Here’s an image from their materials:
The idea is that students get different sets of feedback, and stitch them together into their own revision process. It forces them to go beyond just accepting edits, as they might with a program like Grammarly. Instead, to revise meaningfully, they need to cut between the different sets of feedback and make decisions about the best way to proceed.
For those who are interested, I’m sharing some of their other materials:
Click here for the recording.
Click here for the slides.
Click here for the materials packet (including prompts).
The last resource includes what prompts they’ve used for their custom chatbots, to encourage them to provide constructive, course-aligned feedback.
What I’m Doing
I really like the core idea : we can teach students to interrogate the connections and gaps between different sets of feedback. It’s a pivotal skill, not only for the classroom but for work and life.
So, I’m trying something.
In my 7-week online course (Comp II) at Berkeley College, I’m developing a teaching sequence.
In week 5, students will:
Design their own projects.
Design their own Self-Empowering Writing Processes (SEWPs) for completing those projects.
Implement their process in a rough draft.
Then, in week 6, they will:
Design rubrics (with the help of a custom chatbot).
Self-assess the rough drafts.
Peer assess the rough drafts.
Get AI assessments on the rough drafts.
Assess the different kinds of assessment.
I am developing the rubric-creating chatbot now. My goal is to encourage students to assess outside the context of traditional grades, focusing on self-improvement rather than numbers and letters.
This is a chance for me to think more deeply and specifically about how LLM-generated feedback can work. It’s also a chance to link peer review to the development of metacognitive skills.
I will report on how things go.
A Quick Announcement
On Thursday (July 17th), I will be co-hosting a free webinar on building a culture of transparency on the classroom.

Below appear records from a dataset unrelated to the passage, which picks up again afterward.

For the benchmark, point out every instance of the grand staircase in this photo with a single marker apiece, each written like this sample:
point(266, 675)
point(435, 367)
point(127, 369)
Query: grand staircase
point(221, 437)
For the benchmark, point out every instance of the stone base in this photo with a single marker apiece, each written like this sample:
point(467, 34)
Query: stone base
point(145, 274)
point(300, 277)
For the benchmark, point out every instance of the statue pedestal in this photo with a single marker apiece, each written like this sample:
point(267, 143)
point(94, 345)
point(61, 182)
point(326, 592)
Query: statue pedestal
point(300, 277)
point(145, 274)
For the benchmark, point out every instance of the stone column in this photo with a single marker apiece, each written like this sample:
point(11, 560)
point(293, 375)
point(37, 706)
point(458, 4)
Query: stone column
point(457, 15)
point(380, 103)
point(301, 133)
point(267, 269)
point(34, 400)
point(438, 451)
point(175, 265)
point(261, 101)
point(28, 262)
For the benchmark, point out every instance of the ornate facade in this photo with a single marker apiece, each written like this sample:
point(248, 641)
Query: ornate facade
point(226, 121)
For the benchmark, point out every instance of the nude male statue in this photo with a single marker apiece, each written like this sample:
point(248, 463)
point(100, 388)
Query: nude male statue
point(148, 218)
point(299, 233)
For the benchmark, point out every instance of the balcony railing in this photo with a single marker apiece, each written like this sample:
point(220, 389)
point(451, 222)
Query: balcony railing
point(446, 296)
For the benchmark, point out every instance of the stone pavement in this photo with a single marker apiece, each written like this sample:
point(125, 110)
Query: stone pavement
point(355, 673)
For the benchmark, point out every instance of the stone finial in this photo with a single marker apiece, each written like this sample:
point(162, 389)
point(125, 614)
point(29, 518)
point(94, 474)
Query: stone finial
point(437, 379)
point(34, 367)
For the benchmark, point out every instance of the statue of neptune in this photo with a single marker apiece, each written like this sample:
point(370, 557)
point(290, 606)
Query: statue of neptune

I’ll cover the differences between first-person and third-person transparency, and what each means for how we design our learning experiences.
I use primarily first-person transparency, asking students to announce their specific uses of GenAI. A company (which I have no association with) will focus on third-party transparency.
It’ll be an open conversation.
If you’re interested (or want the recording), here’s the link:
https://www.visibleai.io/workshops-and-resources/ai-as-a-co-pilot-redefining-student-collaboration-with-technology
Appreciate the nuanced take and linking to Anna Mills’ great work. It feels like experimenting with different options is just the world we’re in right now, so it’s nice to see what others are trying out. (I also appreciated your post on AI free spaces and referenced it in my own substack recently). I’ll plug your upcoming talk with some colleagues who’re also interested in this stuff.
Without question I'm intrigued by the idea of students navigating different types and vantage points of feedback; indeed, this is why I work so hard to elevate peer workshops so that the feedback students receive is not entirely my own.
However, my wondering here is how to maintain integrity with "authentic" phase in the early stages of writing—particularly when done outside of class, at least in part? In the same way I do not want students leaning on peer feedback until we get to the workshop, I want them to first set out on their own as writers before they lean on other sources.
Curious what those early stages look like for you in this process—and of course always appreciate your openness in sharing your thinking and its evolving iterations. Very helpful for us secondhand learners, too!